If an attacker did sit in between your browser and a server and they passed along the certificate in the ServerHello – they wouldn’t be able to decrypt the ClientKeyExchange. As this has been encrypted with the server’s public key – and the attacker is only in posession of the public key. It is possible for the attacker to substitue their own certificate in this step. But the browser will issue a warning if the certificate isn’t:
- signed by a trusted authority,
- and certificate’s domain matches the site the client is connecting to.
As you may have already guessed: To have your server certificate signed by a trusted CA’s (like Verign, Thawte and Comodo) you have to provide evidence you own the domain! The other weakness is the list of trusted authorities you have installed in your browser.

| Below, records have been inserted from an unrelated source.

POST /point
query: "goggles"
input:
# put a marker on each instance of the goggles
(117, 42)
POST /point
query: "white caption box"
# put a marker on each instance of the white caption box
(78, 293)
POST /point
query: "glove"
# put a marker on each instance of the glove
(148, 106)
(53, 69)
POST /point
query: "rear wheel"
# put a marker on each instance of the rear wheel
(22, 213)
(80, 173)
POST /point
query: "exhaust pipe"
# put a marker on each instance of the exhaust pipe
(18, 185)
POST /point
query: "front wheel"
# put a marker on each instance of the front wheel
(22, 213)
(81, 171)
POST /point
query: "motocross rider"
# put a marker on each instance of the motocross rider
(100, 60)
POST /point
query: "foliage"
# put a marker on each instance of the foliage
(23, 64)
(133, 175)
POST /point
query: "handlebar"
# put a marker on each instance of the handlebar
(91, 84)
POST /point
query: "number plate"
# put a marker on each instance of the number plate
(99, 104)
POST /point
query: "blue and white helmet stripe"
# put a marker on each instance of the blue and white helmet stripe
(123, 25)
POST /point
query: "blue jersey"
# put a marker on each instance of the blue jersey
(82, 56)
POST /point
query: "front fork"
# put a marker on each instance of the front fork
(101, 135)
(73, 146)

As mention by Steve Gibson in the Security Now podcast (episode 36) some corporate environments have inserted their own CA certificate in the client installations exactly so they can perform a man-in-the-attack to filter content at the proxy.

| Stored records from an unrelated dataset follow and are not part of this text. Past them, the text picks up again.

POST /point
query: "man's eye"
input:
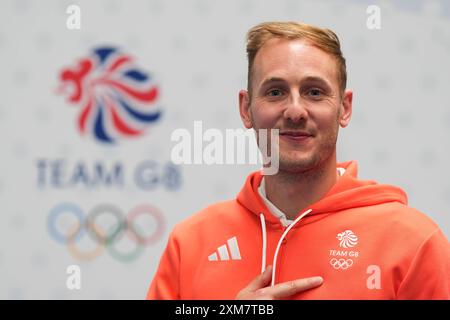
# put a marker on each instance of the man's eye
(274, 93)
(315, 93)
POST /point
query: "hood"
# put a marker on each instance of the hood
(348, 192)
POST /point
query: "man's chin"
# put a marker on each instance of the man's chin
(297, 165)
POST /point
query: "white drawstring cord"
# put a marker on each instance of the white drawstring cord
(280, 241)
(264, 235)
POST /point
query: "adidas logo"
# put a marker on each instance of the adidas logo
(224, 252)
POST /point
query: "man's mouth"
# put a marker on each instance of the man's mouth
(295, 135)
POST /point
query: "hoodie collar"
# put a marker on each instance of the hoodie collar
(348, 192)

Now, there is an exception, though, which is the other reason I put this question in here today, because when you connect to a remote server you are accepting the credentials of the server, which has been signed by someone who signed their certificate, like we were talking about briefly before, about VeriSign, for example, signing GRC’s certificate. Some corporations do want to proxy and filter and literally basically decrypt and be able to read their employees’ encrypted traffic. So what they do is they run a proxy server in their corporate environment, which has a certificate. And every browser in the company has been told to trust that certificate. So essentially the encrypted traffic is decrypted at the corporate border.
It’s decrypted at the corporate border and then, essentially, filtered, proxied, checked for spyware, or even for naughty content. I mean, they could do anything they want to once they’ve got your connection decrypted. Then it is reencrypted using a certificate that every corporate browser has been deliberately installed with in order for the browser not to complain. So employees may believe they have encrypted and secure SSL connections, when in fact it is being decrypted in, you know, en route, essentially, you know, by their corporate firewall or IT staff or proxy server for whatever corporate reasons.
Which finally does explain how SSL defends against this attack!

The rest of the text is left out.